H.G. Wells book The Island of Dr. Moreau delved into the uncomfortable topic of biological experimentation, way back in 1896, with his story of the mad scientist Dr Moreau who exiles himself from England – when his controversial experiments are uncovered – to a remote Island, where he can slice and dice in peace, creating human/animal hybrids through the torturous process of vivisection.
Island of Dr. Moreau is among the most frequently adapted of Wells’ work; just a few years ago, in fact, Leonardo DiCaprio was reported to be producing a new film adaptation of the story. Now, however, it appears the next iteration of the sci-fi cautionary tale may take on the form of a television show, instead.

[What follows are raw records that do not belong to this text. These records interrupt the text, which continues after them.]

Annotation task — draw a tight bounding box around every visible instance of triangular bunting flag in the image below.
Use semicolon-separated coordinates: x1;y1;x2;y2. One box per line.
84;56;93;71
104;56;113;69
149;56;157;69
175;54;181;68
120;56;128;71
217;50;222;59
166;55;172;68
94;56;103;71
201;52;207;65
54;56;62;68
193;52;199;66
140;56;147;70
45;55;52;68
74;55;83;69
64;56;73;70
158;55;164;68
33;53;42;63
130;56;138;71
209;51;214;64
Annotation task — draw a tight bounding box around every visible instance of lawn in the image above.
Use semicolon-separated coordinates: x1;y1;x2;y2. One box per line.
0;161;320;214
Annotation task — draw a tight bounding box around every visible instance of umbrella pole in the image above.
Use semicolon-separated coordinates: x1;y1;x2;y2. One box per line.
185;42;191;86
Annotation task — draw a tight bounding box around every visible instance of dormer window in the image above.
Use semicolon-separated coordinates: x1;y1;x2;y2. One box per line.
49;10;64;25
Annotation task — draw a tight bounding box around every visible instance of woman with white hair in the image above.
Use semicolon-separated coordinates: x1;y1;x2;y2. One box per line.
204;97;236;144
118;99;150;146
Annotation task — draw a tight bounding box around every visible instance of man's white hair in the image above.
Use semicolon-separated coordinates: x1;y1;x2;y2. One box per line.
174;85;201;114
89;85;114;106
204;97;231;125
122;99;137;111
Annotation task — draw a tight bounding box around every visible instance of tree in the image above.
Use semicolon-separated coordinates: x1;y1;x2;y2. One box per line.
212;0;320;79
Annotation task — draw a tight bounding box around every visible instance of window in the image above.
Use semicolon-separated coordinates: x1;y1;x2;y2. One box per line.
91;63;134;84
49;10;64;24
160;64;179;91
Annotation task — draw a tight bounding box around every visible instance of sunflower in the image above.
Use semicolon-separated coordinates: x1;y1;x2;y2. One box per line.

THR is reporting that Sleepy Hollow creator Phillip Iscove has committed to write the script and executive produce the Island of Dr. Moreau series (titled Moreau) – a show which, like Sleepy Hollow, will take place in the present day. Moreover, in an interesting twist to the story, the traditionally male Dr Moreau will be reinvented as a woman.
CBS has made a script commitment to Moreau, with Iscove – who left Sleepy Hollow after its second season along with showrunner Mark Goffman – leading the way. Here’s how THR describes the series’ title character – one Katherine Moreau, who is the head of her own private Island hospital facility (where she experiments on humans and animals):
“Fiercely intelligent and fearless, [Dr. Katherine Moreau] expands the boundaries of medicine through bold and revolutionary scientific experimentation and treatments”
Although adapted for several movies, (the most recent being The Island Of Dr Moreau in 1996 starring Marlon Brando and Val Kilmer) this is the first time the story will be serialized for TV. However, the book’s influence on the sci-fi genre is undeniable, as evidenced by references to Wells’ novel on shows like BBC America’s Orphan Black (where it even served as a plot device) – fitting for a TV series that involves scientists who mess with human genetics – and the more satirical nods to Wells’ book, like on The Simpsons (or even something like Kevin Smith’s movie Tusk).
The gruesome ideas within the original book have the potential for extreme and grotesque exploration on a series like Moreau; as this show is a CBS project, though, there’s a fair chance it will be more of a pulpy sci-fi action/drama, rather than being a heavy philosophical examination of human identity and scientific morality. It also remains to be seen how the original novel’s narrative is expanded to fit the multi-episode television format; with Dr. Moreau now a woman, the series could feature a man/woman couple dynamic (between Moreau and counterpart Edward Prendick) that resembles that featured on Sleepy Hollow, too. For now, though, all we can do is speculate.
Moreau is in early development at CBS; we’ll bring you more information as it becomes available.